Thank you for your comments. I am so glad I am not the only one that has laid in bed for days, not wanting to eat, not able to sleep. Talking without tears welling up is impossible. I do not know how to get over this.

I do know that when my beloved Babe died in 2006 after 12 years I was devasted beyond belief. I rushed right out and got Bella. To be honest Bella was Babe's replacement. I showered Bella with everything that Babe didn't have.

When Bella died this Saturday I began the process of mourning not only her but finally mourning Babe. I understand about wanting to get another dog to love, but believe me I am suffering doubly because I didn't allow enough time to pass between Babe's death and getting Bella. I don't know if I can ever go through this grief again. Today is my first day at work and I'm not doing well at all. I guess every day will be better, but not right now.

We memorialized Babe by getting her a tree and a bench in the park we always walked her, now we are getting a second plaque for Bella and placing it beside Babe's....

Thinking of you, Lisa

Jazz
by: Lisa

I just read your memorial about Jazz. I lost my Bella on Saturday, March 28, 2009, suddenly. She was fine one hour, wagging her tail and loving laugh as usual and an hour later she was in her bed as if she was looking outside and put her head down and died peacefully.

She was only 2 1/2 years old. No signs of anything. She had been to the vet for regular physical and was given a clean bill of health.

I am lost, sad and empty. Numbness is just an understatement of how I feel right now. We said when we got Bella she hit pay dirt because she would be treated like a queen and she was.
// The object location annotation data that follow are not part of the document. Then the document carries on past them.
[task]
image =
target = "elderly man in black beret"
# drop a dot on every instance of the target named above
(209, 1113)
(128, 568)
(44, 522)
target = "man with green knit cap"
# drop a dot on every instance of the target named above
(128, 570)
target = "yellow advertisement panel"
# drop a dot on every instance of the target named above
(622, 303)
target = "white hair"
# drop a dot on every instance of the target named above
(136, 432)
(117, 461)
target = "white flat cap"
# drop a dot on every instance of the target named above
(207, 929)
So reading your story is sad and my heart is hurting for you too. If you ever want to write me directly my email is lalexanderbluiz@yahoo.com

I will be praying for you.

Lisa

Jazz
by: tom

I am so sorry for your loss. I lost my Ned yesterday. He was 9 1/2 years young. I hope you got as much comfort as I did writing my tribute to my friend and companion.

I too am devastated and can not stop crying. His last night at home, he went outside and walked the property like always. I knew he did not feel well. When he got to the porch, he looked into the night and pumped up like his old self, his tail perked up and he let out 2 big barks that he had not done in awhile. He turned and looked at me with those big brown eyes, then trotted into the house. The next day I took him to the vet, where he passed away on his own from pneumonia.

Jazz
by: Anonymous

I'm so sorry for your loss and your pain. We lost Spanky unexpectedly last November and I still cry. We have since adopted two puppies that have helped us mend our broken hearts and smile again. Our babies that we've lost will never be replaced but I believe they would want us to love again. Best wishes to you.

Spanky's Family

Jazz and our Rikki
by: Sam & Shirley Lasley

Your story touched our hearts, as we too had a best friend and constant companion for 16 years, after getting our Rikki, whose owner was starving her to death. Even though we didn't want her at first, our eyes locked with hers and we were in love.
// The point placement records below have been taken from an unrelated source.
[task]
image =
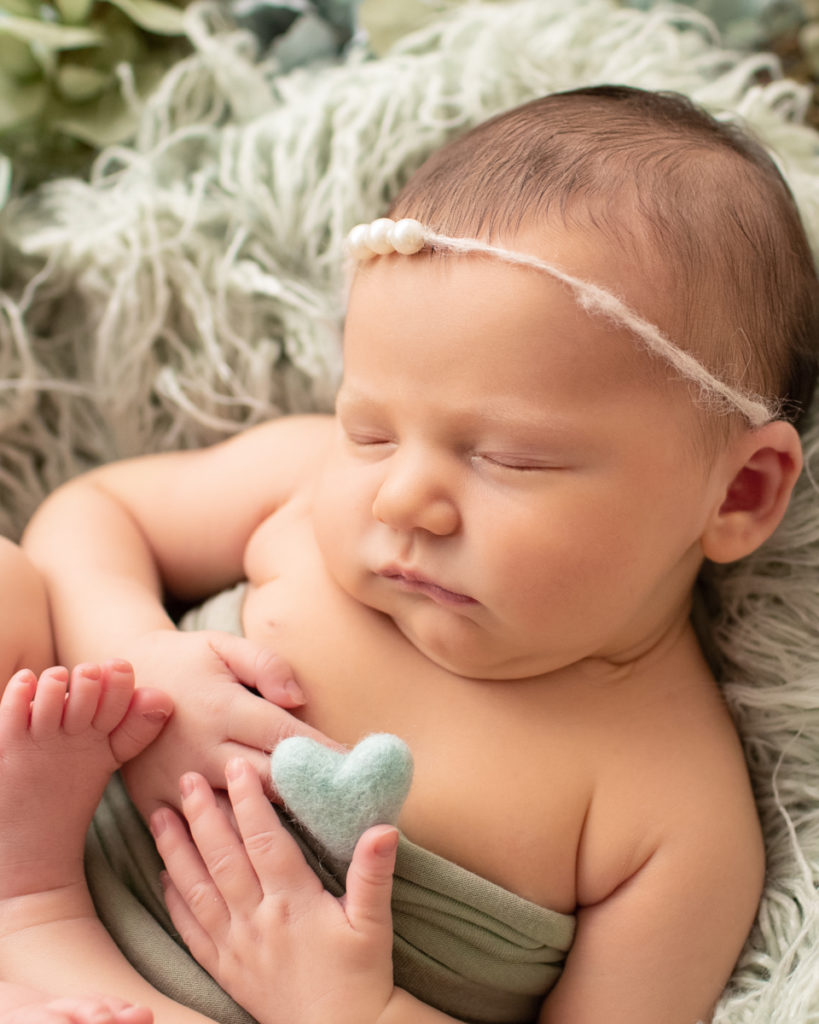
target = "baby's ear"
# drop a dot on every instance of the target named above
(761, 469)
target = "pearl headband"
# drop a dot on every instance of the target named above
(407, 237)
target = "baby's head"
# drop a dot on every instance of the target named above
(513, 480)
(691, 211)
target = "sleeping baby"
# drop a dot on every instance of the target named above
(574, 354)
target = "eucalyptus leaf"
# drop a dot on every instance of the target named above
(25, 8)
(16, 58)
(153, 15)
(47, 34)
(109, 124)
(78, 84)
(75, 11)
(5, 180)
(20, 102)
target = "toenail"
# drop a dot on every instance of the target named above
(158, 823)
(156, 716)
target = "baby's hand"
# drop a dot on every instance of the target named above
(258, 920)
(228, 697)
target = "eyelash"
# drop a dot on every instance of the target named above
(365, 440)
(522, 467)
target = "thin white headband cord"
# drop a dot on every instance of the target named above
(407, 237)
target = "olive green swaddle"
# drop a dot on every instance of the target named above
(462, 943)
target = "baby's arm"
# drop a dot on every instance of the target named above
(111, 545)
(256, 916)
(662, 944)
(25, 623)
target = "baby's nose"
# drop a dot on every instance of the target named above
(415, 496)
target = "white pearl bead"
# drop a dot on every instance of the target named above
(358, 243)
(380, 236)
(407, 237)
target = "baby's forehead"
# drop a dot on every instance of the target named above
(406, 239)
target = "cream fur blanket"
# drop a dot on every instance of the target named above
(195, 286)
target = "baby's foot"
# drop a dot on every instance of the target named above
(61, 736)
(83, 1010)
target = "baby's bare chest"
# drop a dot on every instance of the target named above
(498, 787)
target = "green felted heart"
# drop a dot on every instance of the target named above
(338, 796)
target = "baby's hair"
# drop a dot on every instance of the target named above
(651, 172)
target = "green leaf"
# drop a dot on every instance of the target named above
(75, 11)
(16, 58)
(20, 102)
(48, 35)
(25, 8)
(153, 15)
(5, 180)
(78, 84)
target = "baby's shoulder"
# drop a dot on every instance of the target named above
(677, 787)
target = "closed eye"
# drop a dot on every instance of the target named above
(517, 463)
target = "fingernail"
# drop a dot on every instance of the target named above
(158, 823)
(294, 691)
(156, 716)
(386, 844)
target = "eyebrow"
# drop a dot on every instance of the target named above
(490, 414)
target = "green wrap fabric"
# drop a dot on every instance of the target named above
(463, 944)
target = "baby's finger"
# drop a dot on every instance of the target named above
(187, 872)
(198, 939)
(219, 845)
(275, 856)
(367, 902)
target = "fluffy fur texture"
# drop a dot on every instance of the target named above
(195, 286)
We rarely post comments on this site, but your story of how Jazz went to the Vet so quietly, as if he knew and accepted what was coming, was exactly what our Rikki did.

Always before, Rikki put up a fight about going to the Vet and wanted to leave (escape) as soon as possible, but when we had to have her euthanized due to blindness, arthritis, an intestinal problem and deafness, she too laid in my arms and went quietly as if she knew what was to come and was ready. She kissed us both on the nose, took the needle, and then died in my arms.

We miss her daily and it has now been over 3 months. Time may make it a little more bearable, but we don't yet know when.